Kevin Leung, executive director of investment strategy at Haitong International Securities, commented that “China’s economy is still uncertain, so the rich Chinese and the VIPs will stay relatively conservative. I am still waiting to see a big and sustainable improvement in gaming revenue.”

Anti-Corruption Campaign May Affect Macau Casinos

One issue that might impact Macau casinos involves China’s present anti-corruption campaign. Xi Junping, who became China’s president in 2013, is leading an anti-corruption campaign. The efforts focus on high-profile executives in both the private sector and in state-owned enterprises. That campaign, some observers believe, may be the source ofthe rout in Macau casino stocks.

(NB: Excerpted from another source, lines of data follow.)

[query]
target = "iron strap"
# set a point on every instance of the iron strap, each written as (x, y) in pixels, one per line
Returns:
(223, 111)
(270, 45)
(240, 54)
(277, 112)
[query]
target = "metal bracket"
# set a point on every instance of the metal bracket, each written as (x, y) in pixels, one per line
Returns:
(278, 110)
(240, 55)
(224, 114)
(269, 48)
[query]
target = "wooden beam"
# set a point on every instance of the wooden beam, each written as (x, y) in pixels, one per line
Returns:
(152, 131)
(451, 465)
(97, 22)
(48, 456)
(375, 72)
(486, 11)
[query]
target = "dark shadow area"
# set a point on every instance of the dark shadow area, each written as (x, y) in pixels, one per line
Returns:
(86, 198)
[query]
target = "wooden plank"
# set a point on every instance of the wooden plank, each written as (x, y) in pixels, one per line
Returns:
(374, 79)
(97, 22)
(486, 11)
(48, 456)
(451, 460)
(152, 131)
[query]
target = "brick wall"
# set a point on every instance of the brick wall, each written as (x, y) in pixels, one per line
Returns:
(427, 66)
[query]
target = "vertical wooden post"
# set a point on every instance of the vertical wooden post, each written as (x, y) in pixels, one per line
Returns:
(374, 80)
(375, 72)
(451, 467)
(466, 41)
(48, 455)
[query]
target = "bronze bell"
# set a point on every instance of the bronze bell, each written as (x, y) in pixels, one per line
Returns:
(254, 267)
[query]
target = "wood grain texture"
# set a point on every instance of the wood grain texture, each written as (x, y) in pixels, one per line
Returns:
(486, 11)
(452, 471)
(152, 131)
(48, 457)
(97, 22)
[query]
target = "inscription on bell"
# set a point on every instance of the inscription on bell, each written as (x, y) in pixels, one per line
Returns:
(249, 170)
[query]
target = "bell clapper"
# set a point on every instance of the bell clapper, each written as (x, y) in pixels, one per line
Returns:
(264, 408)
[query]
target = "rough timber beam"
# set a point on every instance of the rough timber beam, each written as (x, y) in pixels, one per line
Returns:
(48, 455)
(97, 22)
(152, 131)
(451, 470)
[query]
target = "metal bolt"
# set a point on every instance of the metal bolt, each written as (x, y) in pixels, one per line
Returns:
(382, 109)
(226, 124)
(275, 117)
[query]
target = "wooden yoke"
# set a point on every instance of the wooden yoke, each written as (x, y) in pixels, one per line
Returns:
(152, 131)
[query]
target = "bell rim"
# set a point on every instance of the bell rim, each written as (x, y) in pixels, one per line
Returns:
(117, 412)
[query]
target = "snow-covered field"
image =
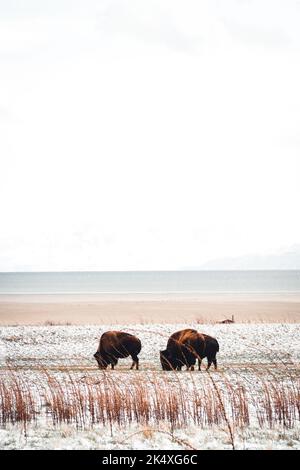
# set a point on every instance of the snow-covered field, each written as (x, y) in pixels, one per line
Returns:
(250, 357)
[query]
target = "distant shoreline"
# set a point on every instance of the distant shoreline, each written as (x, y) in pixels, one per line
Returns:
(129, 308)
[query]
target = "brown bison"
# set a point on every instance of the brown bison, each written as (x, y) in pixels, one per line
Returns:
(117, 344)
(185, 346)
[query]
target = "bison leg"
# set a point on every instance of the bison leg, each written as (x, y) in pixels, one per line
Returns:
(135, 362)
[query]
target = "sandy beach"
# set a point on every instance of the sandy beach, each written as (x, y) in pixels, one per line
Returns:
(147, 308)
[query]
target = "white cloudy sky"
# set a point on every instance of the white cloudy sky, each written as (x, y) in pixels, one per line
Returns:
(147, 134)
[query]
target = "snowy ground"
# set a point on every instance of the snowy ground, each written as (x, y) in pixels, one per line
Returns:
(248, 354)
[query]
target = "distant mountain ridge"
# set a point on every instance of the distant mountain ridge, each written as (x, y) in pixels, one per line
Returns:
(287, 259)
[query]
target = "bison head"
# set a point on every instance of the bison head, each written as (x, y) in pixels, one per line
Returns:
(102, 363)
(166, 360)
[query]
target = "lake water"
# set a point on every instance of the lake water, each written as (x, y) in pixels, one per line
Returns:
(151, 282)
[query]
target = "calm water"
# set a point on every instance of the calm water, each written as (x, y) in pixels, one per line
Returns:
(150, 282)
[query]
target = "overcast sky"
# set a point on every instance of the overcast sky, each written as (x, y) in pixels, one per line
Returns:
(147, 134)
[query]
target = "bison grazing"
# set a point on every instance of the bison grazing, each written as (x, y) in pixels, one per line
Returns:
(185, 346)
(116, 344)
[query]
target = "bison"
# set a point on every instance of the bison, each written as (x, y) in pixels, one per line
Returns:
(185, 346)
(117, 344)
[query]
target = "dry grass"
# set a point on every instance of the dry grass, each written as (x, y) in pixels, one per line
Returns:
(65, 398)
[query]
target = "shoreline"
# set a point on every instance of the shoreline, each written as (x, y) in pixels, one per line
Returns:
(129, 308)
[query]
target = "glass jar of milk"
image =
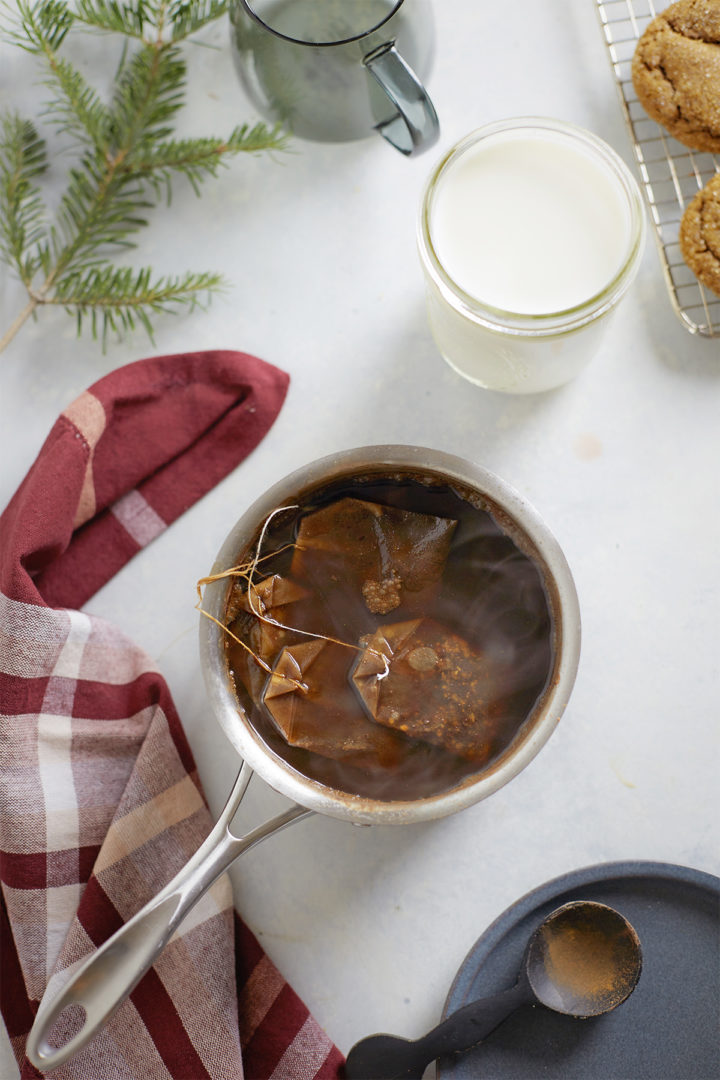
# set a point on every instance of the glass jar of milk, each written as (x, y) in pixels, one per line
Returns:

The Bank of America Merrill Lynch has cut its price target on the Macau casino industry, taking the Galaxy Entertainment target price from HK$82.5 to HK$61.2 and the Sands China from $HK49.7 to HK$40.3.  The target price at Wynn Macau was reduced to HK$23.9 from HK$33.1 and the target price of MGM China from HK$23.9 down to HK$14.2. Other companies have experienced similar downturns.

The companies are responding with plans to upgrade and develop in new ways. One option involves bringing more family-oriented activities to the area. A mega bridge that links the city to Hong Kong is being opened. Macau aims to become a Las Vegas-style mass market tourist destination, with the upcoming opening of the mega bridge linking the city with Hong Kong and Zhuhai expected to increase traffic and bring more family-oriented customers. If the city wants to shake its dependence on gambling, analysts say, further development of non-gaming infrastructure will be needed.

Carie Li, an economist at OCBC Wing Hang Bank, summarized by saying “Macau’s economy has succumbed to headwinds from trade tensions. This, combined with policy risks and higher borrowing costs, might have deterred high rollers from the gaming hub.”